Cuando los diarios personales inspiran ficción
Los diarios personales de escritores son contradictorios por definición. ¿Se los anota para cifrar ahí lo más secreto y hacer catársis o, por el contrario, están destinados desde un principio a ser leídos? André Gide solucionó el problema convirtiéndolos dedicadamente en parte de la obra. Entre nosotros, Ricardo Piglia puso los últimos esfuerzos en rearmar sus muchas libretas para darle forma al pulso informe del tiempo. Es seguro que la reciente edición en inglés de Patricia Highsmith: Her Diaries and Notebooks (1941-1995) permitirá conocer de primera mano a una de las escritoras reclusas más intrigantes del siglo pasado: en sus más de mil páginas –dice la crítica– hay mucho que explica la singularidad de esas tramas de suspenso con personajes sin introspección, como el psicópata Tom Ripley. Al parecer los personajes son más veladura que reflejo: si algo no le faltaba a Highsmith era analizar su vida de manera entomológica y preguntarse descarnadamente sobre todo lo que la distanciaba del mundo.

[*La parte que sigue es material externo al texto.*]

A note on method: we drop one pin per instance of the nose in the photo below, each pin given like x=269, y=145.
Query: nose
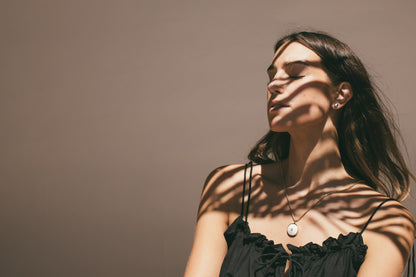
x=275, y=86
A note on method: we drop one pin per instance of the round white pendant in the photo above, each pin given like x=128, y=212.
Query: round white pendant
x=292, y=229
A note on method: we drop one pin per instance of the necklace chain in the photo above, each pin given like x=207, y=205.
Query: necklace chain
x=314, y=204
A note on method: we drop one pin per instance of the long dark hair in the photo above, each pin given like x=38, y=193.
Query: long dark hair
x=366, y=131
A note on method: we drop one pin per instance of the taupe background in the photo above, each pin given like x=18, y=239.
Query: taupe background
x=112, y=113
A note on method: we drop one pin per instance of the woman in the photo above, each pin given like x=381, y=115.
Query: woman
x=318, y=199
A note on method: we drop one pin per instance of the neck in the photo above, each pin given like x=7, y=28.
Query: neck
x=314, y=158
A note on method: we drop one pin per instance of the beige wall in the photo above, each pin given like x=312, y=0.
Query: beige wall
x=112, y=113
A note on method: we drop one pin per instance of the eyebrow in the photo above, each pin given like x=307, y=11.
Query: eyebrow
x=302, y=62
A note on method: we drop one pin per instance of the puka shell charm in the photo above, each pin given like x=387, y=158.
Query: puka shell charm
x=292, y=229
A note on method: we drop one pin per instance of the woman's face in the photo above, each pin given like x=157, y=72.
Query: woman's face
x=300, y=92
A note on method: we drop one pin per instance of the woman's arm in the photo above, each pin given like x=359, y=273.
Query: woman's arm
x=389, y=238
x=217, y=201
x=209, y=246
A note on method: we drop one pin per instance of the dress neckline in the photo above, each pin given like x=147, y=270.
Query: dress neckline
x=330, y=242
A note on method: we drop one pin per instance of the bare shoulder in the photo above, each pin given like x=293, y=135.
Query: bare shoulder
x=392, y=218
x=389, y=236
x=222, y=190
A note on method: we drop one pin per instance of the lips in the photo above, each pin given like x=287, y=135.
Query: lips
x=277, y=106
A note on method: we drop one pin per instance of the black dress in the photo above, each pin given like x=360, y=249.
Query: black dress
x=253, y=255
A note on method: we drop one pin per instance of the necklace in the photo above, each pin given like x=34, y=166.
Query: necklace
x=292, y=228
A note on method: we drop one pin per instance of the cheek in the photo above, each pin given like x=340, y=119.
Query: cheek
x=309, y=107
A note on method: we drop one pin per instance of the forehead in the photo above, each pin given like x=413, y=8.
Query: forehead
x=294, y=51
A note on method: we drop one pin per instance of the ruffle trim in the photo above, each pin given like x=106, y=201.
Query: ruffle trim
x=352, y=241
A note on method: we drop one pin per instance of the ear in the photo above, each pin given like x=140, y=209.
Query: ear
x=342, y=95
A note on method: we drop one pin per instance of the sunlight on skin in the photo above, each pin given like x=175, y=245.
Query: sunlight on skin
x=300, y=101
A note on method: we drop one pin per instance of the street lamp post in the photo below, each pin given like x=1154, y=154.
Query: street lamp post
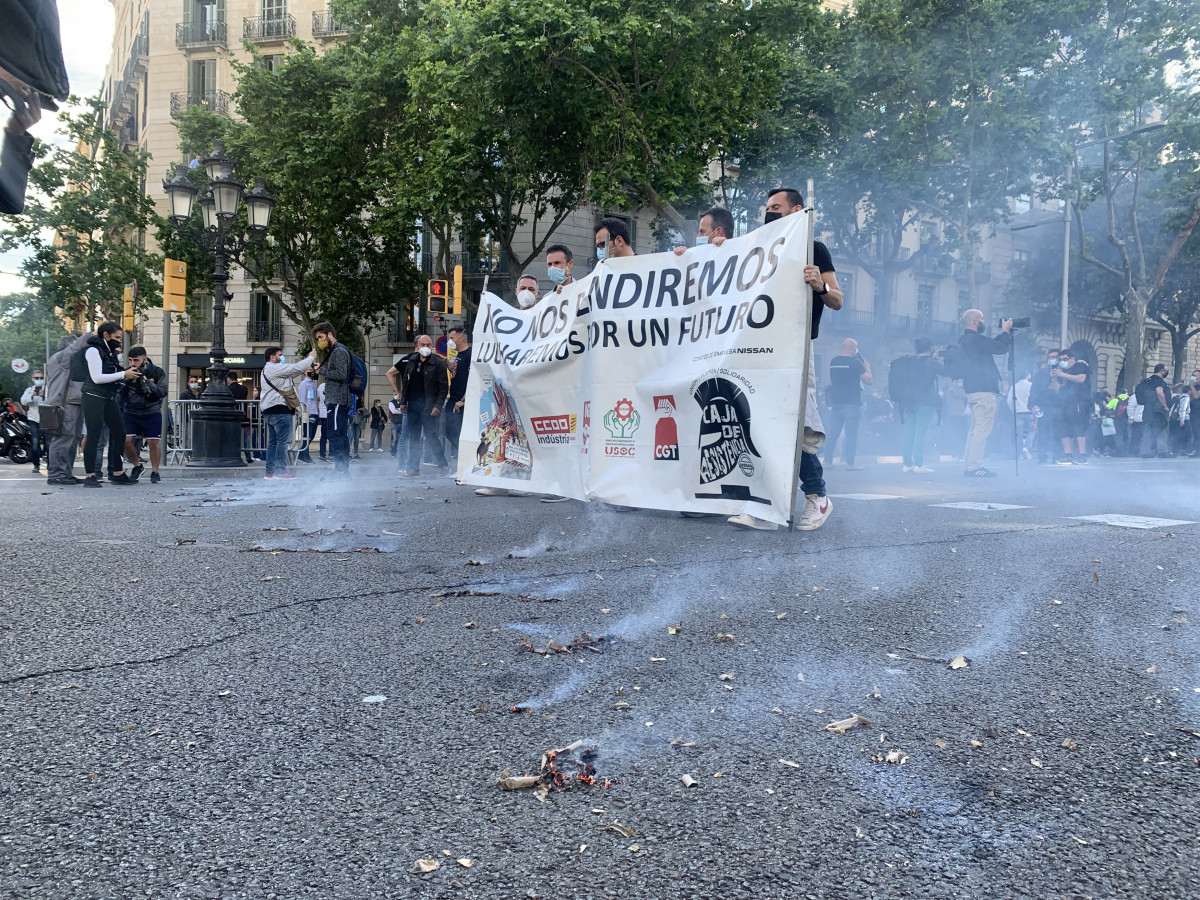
x=216, y=421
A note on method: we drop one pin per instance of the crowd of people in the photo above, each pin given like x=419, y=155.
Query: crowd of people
x=318, y=402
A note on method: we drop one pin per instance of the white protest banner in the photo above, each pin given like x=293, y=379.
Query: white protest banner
x=661, y=382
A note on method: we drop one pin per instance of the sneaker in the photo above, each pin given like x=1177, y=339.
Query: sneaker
x=816, y=511
x=747, y=521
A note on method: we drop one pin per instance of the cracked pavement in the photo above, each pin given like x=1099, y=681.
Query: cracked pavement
x=184, y=667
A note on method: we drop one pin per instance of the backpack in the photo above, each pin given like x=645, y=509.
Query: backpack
x=903, y=381
x=1144, y=393
x=954, y=363
x=358, y=381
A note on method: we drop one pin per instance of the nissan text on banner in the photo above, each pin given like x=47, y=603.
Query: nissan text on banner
x=658, y=381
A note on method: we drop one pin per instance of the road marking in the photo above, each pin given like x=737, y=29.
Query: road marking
x=1120, y=521
x=969, y=504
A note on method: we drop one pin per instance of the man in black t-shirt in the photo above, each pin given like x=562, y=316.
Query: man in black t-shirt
x=1075, y=391
x=1156, y=413
x=847, y=375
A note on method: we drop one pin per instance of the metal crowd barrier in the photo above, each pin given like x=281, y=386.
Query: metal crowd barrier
x=253, y=433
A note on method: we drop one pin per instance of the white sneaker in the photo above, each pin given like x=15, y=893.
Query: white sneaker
x=816, y=511
x=747, y=521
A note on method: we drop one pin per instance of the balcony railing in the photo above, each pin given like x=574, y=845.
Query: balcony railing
x=325, y=25
x=268, y=28
x=196, y=333
x=201, y=34
x=214, y=101
x=264, y=331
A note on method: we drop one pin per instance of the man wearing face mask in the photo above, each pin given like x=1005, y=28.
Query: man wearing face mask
x=97, y=367
x=1045, y=405
x=820, y=276
x=527, y=292
x=423, y=393
x=612, y=240
x=31, y=399
x=981, y=382
x=559, y=263
x=460, y=372
x=715, y=227
x=337, y=371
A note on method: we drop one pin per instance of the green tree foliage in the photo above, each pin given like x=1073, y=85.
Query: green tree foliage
x=1132, y=63
x=331, y=252
x=85, y=221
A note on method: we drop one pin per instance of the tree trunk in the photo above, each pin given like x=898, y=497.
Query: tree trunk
x=1135, y=303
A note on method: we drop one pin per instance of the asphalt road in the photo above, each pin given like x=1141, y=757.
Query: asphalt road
x=184, y=708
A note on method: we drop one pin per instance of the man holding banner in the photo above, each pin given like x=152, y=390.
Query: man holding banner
x=658, y=381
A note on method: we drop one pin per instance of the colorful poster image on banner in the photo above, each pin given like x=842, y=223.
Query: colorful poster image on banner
x=503, y=448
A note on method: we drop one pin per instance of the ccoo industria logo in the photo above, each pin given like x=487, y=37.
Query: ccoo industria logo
x=725, y=442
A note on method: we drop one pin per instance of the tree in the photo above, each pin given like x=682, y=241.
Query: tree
x=1131, y=65
x=85, y=221
x=329, y=247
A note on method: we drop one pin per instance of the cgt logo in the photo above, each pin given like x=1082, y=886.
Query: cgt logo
x=666, y=433
x=553, y=424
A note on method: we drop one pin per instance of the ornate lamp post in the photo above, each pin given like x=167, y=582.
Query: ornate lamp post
x=216, y=421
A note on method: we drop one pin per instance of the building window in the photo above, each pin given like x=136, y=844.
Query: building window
x=924, y=303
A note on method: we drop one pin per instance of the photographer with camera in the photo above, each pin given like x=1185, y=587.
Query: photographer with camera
x=142, y=408
x=981, y=381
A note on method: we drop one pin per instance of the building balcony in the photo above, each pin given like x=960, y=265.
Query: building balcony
x=195, y=35
x=196, y=333
x=214, y=101
x=264, y=331
x=268, y=29
x=324, y=25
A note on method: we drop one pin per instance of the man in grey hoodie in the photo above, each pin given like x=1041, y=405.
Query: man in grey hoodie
x=65, y=394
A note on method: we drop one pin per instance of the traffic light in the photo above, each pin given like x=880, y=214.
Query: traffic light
x=131, y=292
x=438, y=291
x=174, y=286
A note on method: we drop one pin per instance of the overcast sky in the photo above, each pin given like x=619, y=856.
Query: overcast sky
x=87, y=43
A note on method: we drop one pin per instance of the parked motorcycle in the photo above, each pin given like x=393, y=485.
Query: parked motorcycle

Los diarios prometen revelaciones, pero importa más que en ellos, lo quieran o no, los escribas se vuelven en cierto modo personajes. Thomas Mann (1875-1955) también dejó a su muerte una multitud de páginas personales, que empezaron a darse a conocer a partir de los años setenta. Mann era un autor consagrado desde comienzos del siglo XX (publicó Los Buddenbrook a los 26) y se transformaría, ya Premio Nobel, en exiliado del régimen nazi en 1933. Fue un monumento en vida, la contraseña de una cultura. Los diarios podrían haber originado en aquel momento largas disputas, porque en ellos desliza intereses homosexuales que resquebrajaron la estampa de Mann como estandarte de pater familias prolífico en hijos. Ocurrió lo contrario: sus contradicciones lo volvieron más complejo y, por lo tanto, interesante.
Al menos es lo que debe haber pensado Colm Tóibín, que se vale de esos diarios para The Magician. La novela del escritor irlandés plantea una amplia narración coreográfica sobre Mann, en la que aparecen no solo sus dramas íntimos, y sus idas y vueltas políticas. También, de manera inevitable, la red omnipresente de sus relaciones familiares en las que –como se veía ya en una serie alemana que se centraba en el clan Mann– boyaban toda clase de pulsiones, incluido cierto coqueteo con el incesto (Mann se muestra atraído por su hijo Klaus, como prueban los diarios). Para medir todo el alcance de The Magician habrá sin embargo que esperar: todavía no apareció en castellano.
Mientras tanto se puede volver por un instante al otro libro que Tóibín le dedicó a un escritor. The Master. Retrato del novelista adulto (2004) se centra en Henry James, otro autor socialmente activo que a la vez agradecía la vida retirada. Norteamericano devenido inglés, productivo a más no poder, James escribió páginas personales, pero sobre todos magníficos Notebooks (los dietarios en que consignaba ideas de narraciones) y una amplia correspondencia, que Tóibín cita con amplitud. Contó también con una ventaja suplementaria: el autor de Las alas de la paloma fue objeto de una de las biografías más minuciosas alguna vez escritas. La firmada por Leon Edel (varios tomos, condensados luego en uno ingente) donde “la oscura herida” de la que habló una vez James alcanza un magnífico estatus de enigma (¿se refería a un accidente durante un incendio en su adolescencia o, como sugería Hemingway, a su sensibilidad sexual?).
Las vidas de algunos autores –y sus notas personales– son con el tiempo patrimonio de todos. El mismo año que salió The Master, David Lodge le dedicó a James ¡El autor, el autor!, un divertido retrato del artista como genio sin éxito. En la Inglaterra victoriana, HJ decide que ya tiene bastante de reconocimiento: también necesita fortuna en metálico. Para eso decide incursionar en el teatro. Fracasa de manera estrepitosa, pero más o menos contemporáneamente rechazó también un argumento para un cuento que, generoso, le regaló su amigo, el ilustrador de Punch, George Du Maurier. El propio Du Maurier escribiría Trilby sin mucha convicción: sería un éxito absoluto, el primer bestseller en términos modernos. De esos pasos de comedia –¿cual será el de Thomas Mann?, ¿se parecerá al de su Felix Krull?– también están hechos los días de estos extraños notables.